While landlords covered windows, William III oversaw The Great Recoinage.  All of the old coins were collected, melted down and minted into new coins. They new coins were rolled through a heavily guarded machine that forced an anti-counterfeit design into each one - milled edges. The engraved edges of our own cons are a legacy of this innovation. 

Records indicate that fully half of the late 17th-century coin clippers were poor women struggling to feed their children. They were incredibly innovative, designing processes that produced near-perfect coins. Many of those women lived in cities because Acts of Enclosure cut away at the Commons until it could not sustain its commoners. Unlike coin clipping, commons clipping has always been legal. 

Furthermore, today we can see that the concept of the window has been expanded to also describe things such as computer monitors, which allow us to look out into the worlds of virtual reality.
Yasunari Ueda, Window Research Institute

The window tax was eventually repealed. But the enclosure of the commons and the minting of means of survival continues. Especially in America.

Men in tech get to clip the commons, debasing our time, ideas, and potential futures. Conglomerates get to clip the commons, extracting fossil fuels so that it can warm the waters that sweep us away. JD Fucking Vance gets to clip the commons, instituting a national abortion ban enforced via digital peeping toms.

In the age of climate change and surveillance capitalism, the powerful get to shut up their windows to keep from being poisoned by toxic clouds, surveilled by AI hype-machinists. The rest of us are exposed. It makes me want to hide in a place with no windows.

But then there is something that almost feels worth noting. Some scholars think proto-windows functioned as doors and pronto-doors unctioned as windows. At some point, the window and the door diverged.
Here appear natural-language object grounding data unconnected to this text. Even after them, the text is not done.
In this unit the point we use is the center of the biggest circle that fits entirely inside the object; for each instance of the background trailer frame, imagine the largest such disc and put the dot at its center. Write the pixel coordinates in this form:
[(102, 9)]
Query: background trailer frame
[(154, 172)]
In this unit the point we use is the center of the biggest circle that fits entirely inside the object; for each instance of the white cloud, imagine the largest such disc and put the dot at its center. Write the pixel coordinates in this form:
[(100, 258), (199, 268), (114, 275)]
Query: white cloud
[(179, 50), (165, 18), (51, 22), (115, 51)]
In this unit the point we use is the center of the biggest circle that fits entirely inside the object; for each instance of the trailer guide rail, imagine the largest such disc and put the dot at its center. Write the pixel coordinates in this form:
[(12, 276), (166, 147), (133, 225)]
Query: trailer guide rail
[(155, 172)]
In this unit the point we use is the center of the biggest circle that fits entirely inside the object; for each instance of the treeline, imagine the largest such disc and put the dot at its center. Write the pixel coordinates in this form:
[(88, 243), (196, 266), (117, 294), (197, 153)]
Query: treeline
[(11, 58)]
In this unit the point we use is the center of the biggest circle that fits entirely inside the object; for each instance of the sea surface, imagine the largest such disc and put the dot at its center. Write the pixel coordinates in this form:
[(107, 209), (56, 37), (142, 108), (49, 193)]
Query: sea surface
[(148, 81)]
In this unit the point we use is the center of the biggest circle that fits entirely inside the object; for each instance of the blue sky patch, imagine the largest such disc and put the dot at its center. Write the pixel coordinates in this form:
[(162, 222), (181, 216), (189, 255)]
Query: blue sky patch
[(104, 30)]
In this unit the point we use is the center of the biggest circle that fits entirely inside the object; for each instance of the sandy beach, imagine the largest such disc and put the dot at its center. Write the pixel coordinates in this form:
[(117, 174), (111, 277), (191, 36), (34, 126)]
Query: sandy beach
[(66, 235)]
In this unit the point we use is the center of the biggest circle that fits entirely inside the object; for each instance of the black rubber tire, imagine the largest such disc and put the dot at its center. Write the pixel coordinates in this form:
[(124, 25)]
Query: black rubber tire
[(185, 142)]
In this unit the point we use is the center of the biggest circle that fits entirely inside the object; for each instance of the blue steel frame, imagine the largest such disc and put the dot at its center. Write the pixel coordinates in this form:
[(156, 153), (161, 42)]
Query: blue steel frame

But it’s possible early conceptions of window - including Old Norse’s Wind Eye - co-existed with the window that is also an entrance. 

This is interesting to consider within the context of a people who spoke Old Norse. The Vikings believed the thresholds of a dwelling were liminal spaces. A woman could peer above the lintel of a door, or above the lintel of an object constructed to look like a door, and see a different world. She’d shout down what she saw. 

And I find myself wondering - just a little - if I’ve spent too much time thinking about what streams through windows and too little time considering what might lie just beyond the window frame. Maybe I’ll try out one of those faux window DIYs after all. I could hang it on the wall, climb up on my Ikea table, and peer above the lintel. Maybe I will see a different world. Maybe I will feel its wind on my face.